For the Union Dead
This is another mixed-bag theme. On the one hand, in "For the Union Dead," Lowell commends the soldiers and Colonel Shaw for their great sacrifice in the Civil War. They fought extremely hard and gave the ultimate sacrifice: their lives. "But for what?" Lowell seems to wonder. Well, one answer might be: for the Republic, and that was a success. But they also fought for equality. These recently freed black men wanted to fight alongside the white Union soldiers as equals, and they did, but as Lowell surveys the current state of Boston, he still feels the "servility" that was supposed to die a century ago. He also sees that the memorials for the Civil War have blended into the background. Who will remember these guys for their sacrifices for our country? Well, at least for one, Robert Lowell will. It seems that this poem is trying to wake up the rest of the schmucks, and get them to recognize the same things.
Questions About Sacrifice
- What do you think is the biggest sacrifice in this poem? Is there more than one?

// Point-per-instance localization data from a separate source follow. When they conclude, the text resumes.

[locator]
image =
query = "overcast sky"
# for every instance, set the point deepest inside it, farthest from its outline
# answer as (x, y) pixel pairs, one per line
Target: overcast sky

- According to this poem, was the sacrifice of the Union Dead worth it? Why?
- What has Boston sacrificed in undergoing all of the transformations we see in the poem?
- How is Colonel Shaw's sacrifice slightly different from that of his soldiers?
Chew on This
In keeping with the "everything's bad, everything's sad" tone of the poem, Lowell thinks the great sacrifice of the soldiers was completely wasted, and that everyone has forgotten them. Bad times.
The poem shows—and admires—the continued sacrifice of African Americans, from the Civil War to the Civil Rights movement.